Passing a RTX A2000 back and forth between VM and LXC: Failed to initialize NVML: Unknown Error

alpha754293

Member
Jan 8, 2023
94
18
8
I am trying to set up my Proxmox system so that I will be able to use my one Nvidia RTX A2000 across different VMs or LXC containers, but with only one of them running at a time.

I recently watched a Jim's Garage YouTube video on how to split your GPU between LXC containers.
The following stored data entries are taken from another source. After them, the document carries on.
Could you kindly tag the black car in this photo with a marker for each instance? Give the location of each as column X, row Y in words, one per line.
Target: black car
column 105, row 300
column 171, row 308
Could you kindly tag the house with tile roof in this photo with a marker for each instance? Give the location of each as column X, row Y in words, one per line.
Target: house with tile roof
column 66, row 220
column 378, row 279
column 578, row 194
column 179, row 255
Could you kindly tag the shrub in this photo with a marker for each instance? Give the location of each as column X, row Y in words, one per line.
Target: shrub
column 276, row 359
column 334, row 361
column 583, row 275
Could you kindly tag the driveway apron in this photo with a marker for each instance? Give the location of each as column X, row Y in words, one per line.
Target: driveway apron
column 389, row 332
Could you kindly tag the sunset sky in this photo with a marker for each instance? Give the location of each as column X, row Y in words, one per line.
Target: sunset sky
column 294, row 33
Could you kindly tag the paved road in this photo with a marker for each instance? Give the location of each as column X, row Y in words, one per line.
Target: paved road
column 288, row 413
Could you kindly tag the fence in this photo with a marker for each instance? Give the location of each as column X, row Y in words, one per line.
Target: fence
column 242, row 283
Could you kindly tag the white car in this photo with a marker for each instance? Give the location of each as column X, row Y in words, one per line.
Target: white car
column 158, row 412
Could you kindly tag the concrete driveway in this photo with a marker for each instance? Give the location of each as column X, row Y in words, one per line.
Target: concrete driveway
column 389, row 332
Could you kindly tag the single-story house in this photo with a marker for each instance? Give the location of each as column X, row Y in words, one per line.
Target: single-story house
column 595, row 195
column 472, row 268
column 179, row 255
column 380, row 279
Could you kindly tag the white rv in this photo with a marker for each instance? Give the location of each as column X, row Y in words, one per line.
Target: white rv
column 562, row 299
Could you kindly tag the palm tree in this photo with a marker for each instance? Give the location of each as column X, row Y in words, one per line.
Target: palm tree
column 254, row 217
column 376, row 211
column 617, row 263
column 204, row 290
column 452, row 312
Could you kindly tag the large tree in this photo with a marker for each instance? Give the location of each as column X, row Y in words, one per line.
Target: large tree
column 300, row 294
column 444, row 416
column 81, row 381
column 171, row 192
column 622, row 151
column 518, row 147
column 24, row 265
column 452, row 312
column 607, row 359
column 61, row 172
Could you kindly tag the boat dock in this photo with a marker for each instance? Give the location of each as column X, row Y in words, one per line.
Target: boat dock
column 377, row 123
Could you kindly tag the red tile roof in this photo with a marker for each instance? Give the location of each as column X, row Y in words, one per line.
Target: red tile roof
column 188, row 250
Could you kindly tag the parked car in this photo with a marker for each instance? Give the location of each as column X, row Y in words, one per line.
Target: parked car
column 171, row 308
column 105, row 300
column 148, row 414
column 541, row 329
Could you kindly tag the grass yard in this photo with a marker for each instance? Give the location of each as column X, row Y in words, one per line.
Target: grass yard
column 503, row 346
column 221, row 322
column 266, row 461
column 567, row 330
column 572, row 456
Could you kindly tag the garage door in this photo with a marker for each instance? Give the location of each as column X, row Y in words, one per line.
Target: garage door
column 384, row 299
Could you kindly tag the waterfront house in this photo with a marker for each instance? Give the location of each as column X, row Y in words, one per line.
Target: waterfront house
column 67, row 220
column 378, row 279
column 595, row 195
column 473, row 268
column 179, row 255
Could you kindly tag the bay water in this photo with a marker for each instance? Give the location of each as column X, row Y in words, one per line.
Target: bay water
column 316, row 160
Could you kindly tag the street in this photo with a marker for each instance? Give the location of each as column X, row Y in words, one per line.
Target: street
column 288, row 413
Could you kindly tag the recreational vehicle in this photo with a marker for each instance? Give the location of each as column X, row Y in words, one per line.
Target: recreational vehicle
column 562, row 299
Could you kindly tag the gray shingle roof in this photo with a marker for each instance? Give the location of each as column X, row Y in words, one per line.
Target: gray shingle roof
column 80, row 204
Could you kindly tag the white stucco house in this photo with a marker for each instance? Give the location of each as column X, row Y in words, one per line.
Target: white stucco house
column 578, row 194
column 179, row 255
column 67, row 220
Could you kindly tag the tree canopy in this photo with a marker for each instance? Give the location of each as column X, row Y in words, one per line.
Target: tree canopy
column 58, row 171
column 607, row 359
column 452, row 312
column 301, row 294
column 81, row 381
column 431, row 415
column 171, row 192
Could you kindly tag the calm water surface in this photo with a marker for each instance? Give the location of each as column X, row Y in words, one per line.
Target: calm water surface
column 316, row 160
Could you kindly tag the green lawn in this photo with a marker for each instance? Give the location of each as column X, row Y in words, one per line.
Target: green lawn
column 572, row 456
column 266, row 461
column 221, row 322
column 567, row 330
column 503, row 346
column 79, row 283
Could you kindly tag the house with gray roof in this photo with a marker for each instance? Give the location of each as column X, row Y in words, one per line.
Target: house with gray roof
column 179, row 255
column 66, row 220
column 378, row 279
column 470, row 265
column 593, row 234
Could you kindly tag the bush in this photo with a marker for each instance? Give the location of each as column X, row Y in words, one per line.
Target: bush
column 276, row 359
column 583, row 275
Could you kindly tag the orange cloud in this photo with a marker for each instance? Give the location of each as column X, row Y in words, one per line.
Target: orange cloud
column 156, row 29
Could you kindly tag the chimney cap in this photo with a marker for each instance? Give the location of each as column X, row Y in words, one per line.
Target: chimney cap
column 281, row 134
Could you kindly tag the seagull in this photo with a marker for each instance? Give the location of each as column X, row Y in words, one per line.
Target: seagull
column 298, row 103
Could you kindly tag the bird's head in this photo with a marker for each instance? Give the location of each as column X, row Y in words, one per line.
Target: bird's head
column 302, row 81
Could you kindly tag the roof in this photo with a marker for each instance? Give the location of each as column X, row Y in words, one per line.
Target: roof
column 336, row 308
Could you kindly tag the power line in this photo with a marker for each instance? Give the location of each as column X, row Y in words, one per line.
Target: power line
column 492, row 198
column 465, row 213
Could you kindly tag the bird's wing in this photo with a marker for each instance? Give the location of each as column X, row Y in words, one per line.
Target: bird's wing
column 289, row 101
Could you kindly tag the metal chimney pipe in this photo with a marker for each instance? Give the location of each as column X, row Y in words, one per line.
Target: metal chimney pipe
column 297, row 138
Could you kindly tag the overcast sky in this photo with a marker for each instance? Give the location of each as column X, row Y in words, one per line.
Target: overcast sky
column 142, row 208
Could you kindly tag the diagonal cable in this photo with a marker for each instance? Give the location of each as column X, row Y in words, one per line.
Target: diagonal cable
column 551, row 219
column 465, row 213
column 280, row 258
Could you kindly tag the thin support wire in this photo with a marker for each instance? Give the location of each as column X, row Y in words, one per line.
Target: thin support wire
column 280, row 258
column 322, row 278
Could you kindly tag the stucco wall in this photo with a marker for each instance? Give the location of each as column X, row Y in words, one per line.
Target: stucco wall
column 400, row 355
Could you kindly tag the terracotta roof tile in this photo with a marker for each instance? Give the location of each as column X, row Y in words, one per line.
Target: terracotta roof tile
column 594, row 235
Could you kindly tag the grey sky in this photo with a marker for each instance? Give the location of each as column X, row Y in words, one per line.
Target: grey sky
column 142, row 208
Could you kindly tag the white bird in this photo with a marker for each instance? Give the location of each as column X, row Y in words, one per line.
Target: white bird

My setup is a little bit different as I am testing out different combination of this in terms of what works and what doesn't.

What I have found is that if I boot up my Proxmox server, my CentOS 7.9.2009 LXC container will be able to use my A2000 for GPU accelerated CFD simulations.

But if I shutdown said LXC container, and then spin up my CentOS VM, it will then be able to use the A2000 for other GPU accelerated tasks. No problem, right?

But if I shut the VM down, and then start the LXC container back up -- when I check to make sure that it is able to "see" the A2000 via "nvidia-smi", I get the error message:

"Failed to initialize NVML: Unknown Error"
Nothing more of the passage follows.